The strategy worked and saved a national treasure from the same fate as that of Glen Canyon. It was Jerry Mander, a New York transplant working for the San Francisco ad agency Freeman, Mander & Gossage, who worked closely with David Brower to craft the series of maverick ads that saved a canyon and enhanced the reputation of the Sierra Club as one of the premier conservation organizations in the world.

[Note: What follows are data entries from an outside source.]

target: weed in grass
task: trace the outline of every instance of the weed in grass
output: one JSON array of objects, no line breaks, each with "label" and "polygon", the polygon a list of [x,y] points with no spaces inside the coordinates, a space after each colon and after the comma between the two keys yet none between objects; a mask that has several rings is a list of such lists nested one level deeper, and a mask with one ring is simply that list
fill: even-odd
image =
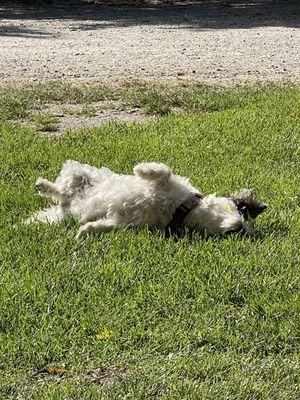
[{"label": "weed in grass", "polygon": [[74,115],[77,117],[94,117],[96,115],[96,110],[90,105],[85,105],[83,107],[67,107],[63,108],[65,114]]}]

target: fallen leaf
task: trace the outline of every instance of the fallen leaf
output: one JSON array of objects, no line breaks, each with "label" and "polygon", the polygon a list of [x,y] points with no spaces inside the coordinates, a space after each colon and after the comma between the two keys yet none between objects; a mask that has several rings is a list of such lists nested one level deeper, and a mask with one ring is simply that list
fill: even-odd
[{"label": "fallen leaf", "polygon": [[113,336],[114,332],[109,331],[108,329],[105,328],[102,332],[97,333],[97,335],[94,335],[93,338],[96,340],[105,340],[105,339],[110,339]]}]

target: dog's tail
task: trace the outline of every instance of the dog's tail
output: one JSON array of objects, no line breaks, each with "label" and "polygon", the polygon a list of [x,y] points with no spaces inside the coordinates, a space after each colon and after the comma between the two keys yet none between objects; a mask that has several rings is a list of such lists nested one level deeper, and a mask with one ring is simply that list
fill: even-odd
[{"label": "dog's tail", "polygon": [[157,184],[165,184],[170,179],[172,172],[162,163],[142,163],[133,168],[135,175]]},{"label": "dog's tail", "polygon": [[65,216],[65,212],[61,206],[53,206],[39,210],[31,215],[31,217],[23,221],[24,224],[31,224],[33,222],[43,222],[44,224],[54,224],[61,221]]}]

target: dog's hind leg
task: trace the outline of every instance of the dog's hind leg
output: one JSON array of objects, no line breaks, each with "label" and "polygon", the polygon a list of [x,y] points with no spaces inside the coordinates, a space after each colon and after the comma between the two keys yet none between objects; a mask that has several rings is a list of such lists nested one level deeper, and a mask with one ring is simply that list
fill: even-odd
[{"label": "dog's hind leg", "polygon": [[76,239],[87,236],[90,233],[109,232],[113,229],[118,229],[122,224],[118,223],[113,218],[98,219],[97,221],[88,222],[79,228]]},{"label": "dog's hind leg", "polygon": [[147,181],[164,184],[170,179],[170,168],[162,163],[142,163],[133,168],[135,175]]},{"label": "dog's hind leg", "polygon": [[64,216],[65,213],[61,206],[53,206],[35,212],[31,217],[25,219],[23,223],[27,225],[39,221],[44,224],[53,224],[64,219]]}]

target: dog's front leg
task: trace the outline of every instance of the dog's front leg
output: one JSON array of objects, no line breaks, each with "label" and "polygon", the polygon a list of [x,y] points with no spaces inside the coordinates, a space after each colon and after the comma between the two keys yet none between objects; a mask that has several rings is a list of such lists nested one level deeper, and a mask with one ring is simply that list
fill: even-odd
[{"label": "dog's front leg", "polygon": [[90,233],[96,232],[109,232],[113,229],[118,229],[121,224],[117,223],[114,219],[98,219],[97,221],[88,222],[79,228],[76,239],[80,239]]}]

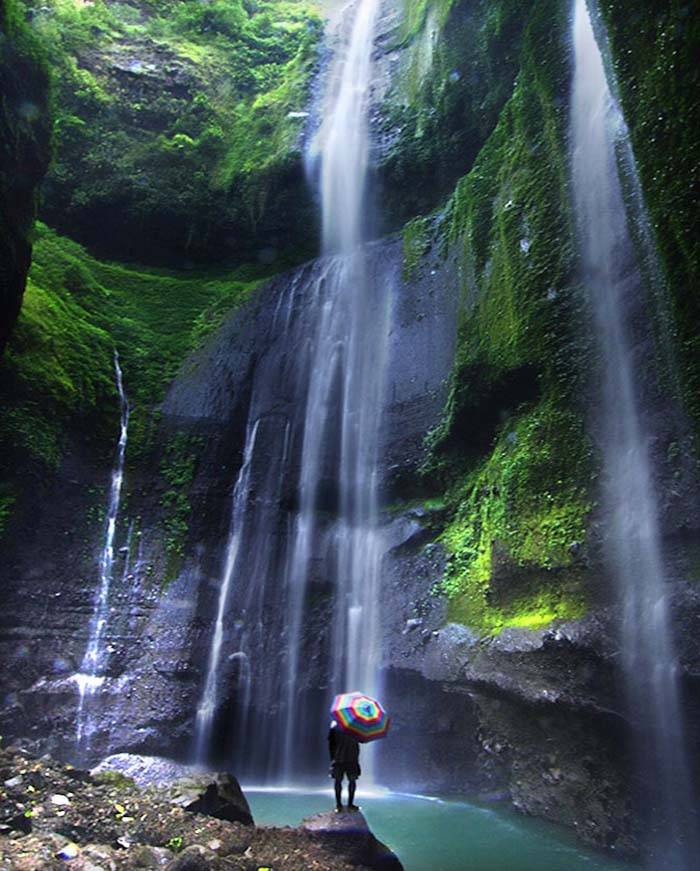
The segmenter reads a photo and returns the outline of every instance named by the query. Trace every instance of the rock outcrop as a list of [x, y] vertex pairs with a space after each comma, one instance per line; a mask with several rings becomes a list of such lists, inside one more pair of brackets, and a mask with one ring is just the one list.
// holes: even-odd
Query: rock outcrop
[[318, 843], [338, 853], [351, 865], [373, 871], [402, 871], [398, 857], [372, 834], [360, 811], [316, 814], [301, 824]]
[[0, 864], [13, 871], [51, 871], [68, 862], [76, 871], [352, 871], [358, 865], [303, 829], [255, 829], [188, 813], [158, 789], [140, 789], [116, 772], [93, 777], [9, 748], [0, 751], [0, 778]]
[[120, 774], [141, 788], [157, 788], [164, 799], [190, 813], [253, 825], [248, 801], [230, 773], [212, 773], [159, 756], [118, 753], [104, 759], [91, 774]]
[[37, 188], [49, 165], [49, 78], [15, 0], [0, 6], [0, 354], [19, 314]]

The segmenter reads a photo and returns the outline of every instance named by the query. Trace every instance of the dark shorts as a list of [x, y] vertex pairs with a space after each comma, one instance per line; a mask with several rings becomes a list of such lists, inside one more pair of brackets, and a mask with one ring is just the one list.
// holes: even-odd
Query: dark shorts
[[331, 777], [334, 780], [342, 780], [343, 777], [357, 780], [361, 774], [362, 770], [357, 762], [334, 762], [331, 765]]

Back in the 1990s, I had the opportunity to organize series author readings at Oakland’s Sierra Club bookstore. I remember the enthusiasm of all present when Jerry read from his recently published book, In the Absence of the Sacred. His talk was a brilliant critique of our technological society.
The social and environmental impacts of capitalism have been a key focus for Jerry over the years; he Founded and has been co-director of the International Forum on Globalization. I read with great interest his latest book, Capitalism: Fatal Flaws of an Obsolete System, where he lays out the dilemma we face with our toxic economic system: “Capitalism, utterly dependent on never-ending economic growth is an impossible absurdity on a finite planet with limited resources. Climate Change, together with global food, water, and resource shortages, are only the start.”
I’m looking forward to hearing Jerry Mander expand at the Collaboratory on the social and environmental challenges that Capitalism poses, and some of the promising new directions we see emerging in our evolving twenty-first century.